What is special about the research environment at the Mary H. Weiser Food Allergy Center?
From my time as the CEO of the national Food Allergy Research & Education (FARE), I have a broad perspective of all of the centers across the country focused on food allergy. From that perspective, I can tell you that the Mary H. Weiser Food Allergy Center at the University of Michigan is truly unique, period.
Most of these centers focus on one aspect: immunology, biome or other specific areas of research, whereas our center truly addresses all areas involved in the complex development of food allergy. We work at the interface of all these very complex scientific disciplines, which are all independently important.
However, it is only our center that brings these areas together in a single place to address them with both basic and clinical research. We literally can advance from bench-top studies, to work in animals, and finally to studies in human beings. It is an important and unique way to do research.
What is the research being done in food allergy at the Mary H. Weiser Food Allergy Center?
I think there are three areas where we are concentrating that are very important right now.
One is understanding the fundamental immunology behind food allergy and how the environment interacts with the body’s immune system; looking at the gut microbiome and other factors and how they affect the development of food allergies.
The second is food allergy prevention: looking at ways to alter the immune response through vaccines that can actually turn off allergic immunity even after it’s developed.
A third is looking at ways to ameliorate allergic reactions to protect children when they have allergic reactions so they won’t need epinephrine (EpiPens). These are all going to be very important.
Why is food allergy research important?
Food allergy is an unrecognized epidemic that now involves about 1 in every 12 children. People think food allergy is simply an annoyance, brought on by helicopter parents. Nothing could be farther from the truth.

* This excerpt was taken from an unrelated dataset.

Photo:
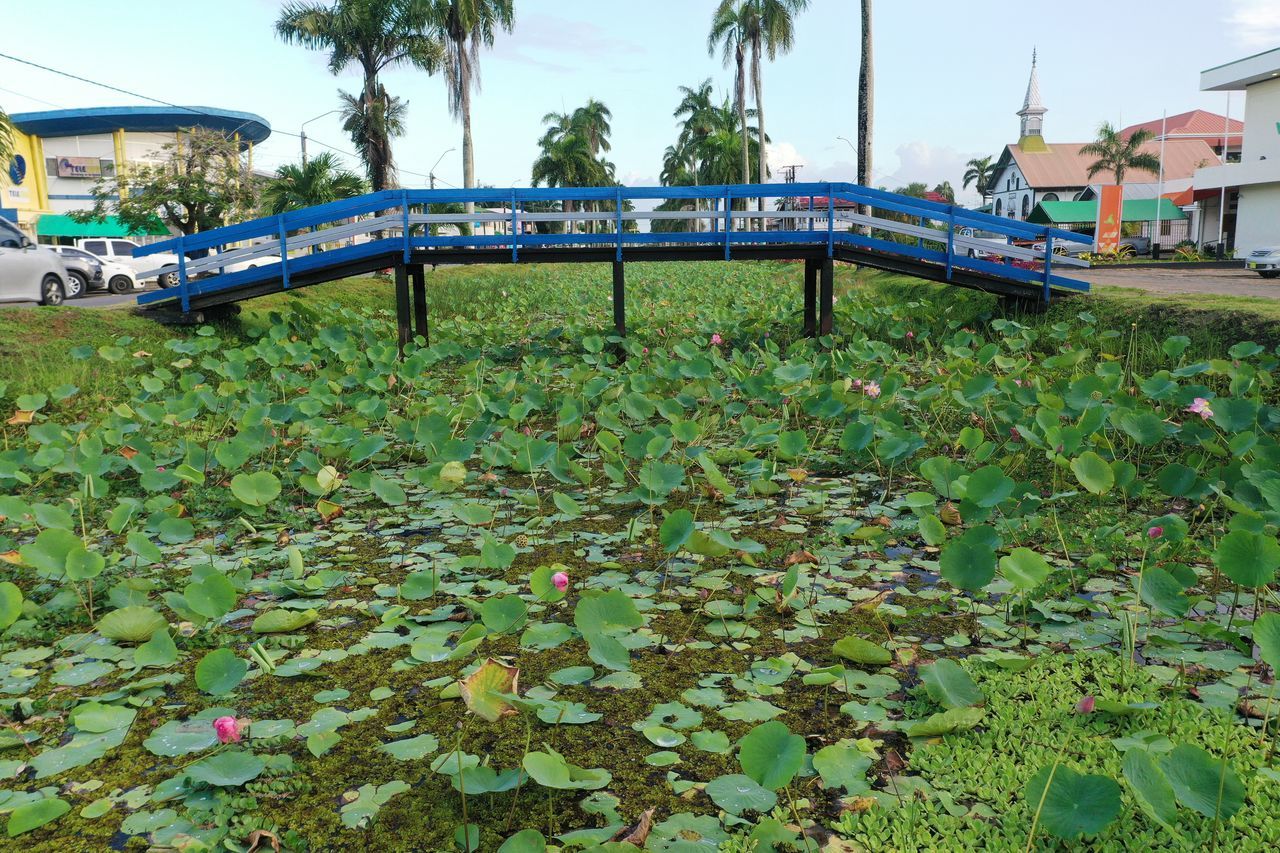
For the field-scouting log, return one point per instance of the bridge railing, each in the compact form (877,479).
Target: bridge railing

This is a very bad disease that not only can kill them but alters people’s lives because they cannot eat freely or even feel comfortable going to a birthday party or a soccer game.
Thirty-five years ago, I cared for some of the first patients with AIDS at Walter Reed and NIH. If you told me back then that one day AIDS would be a totally treatable disease with hundreds of drugs available and that we would have nothing to offer children with food allergies except epinephrine autoinjectors, I would not have believed you. That, unfortunately, is the remarkable situation we now face.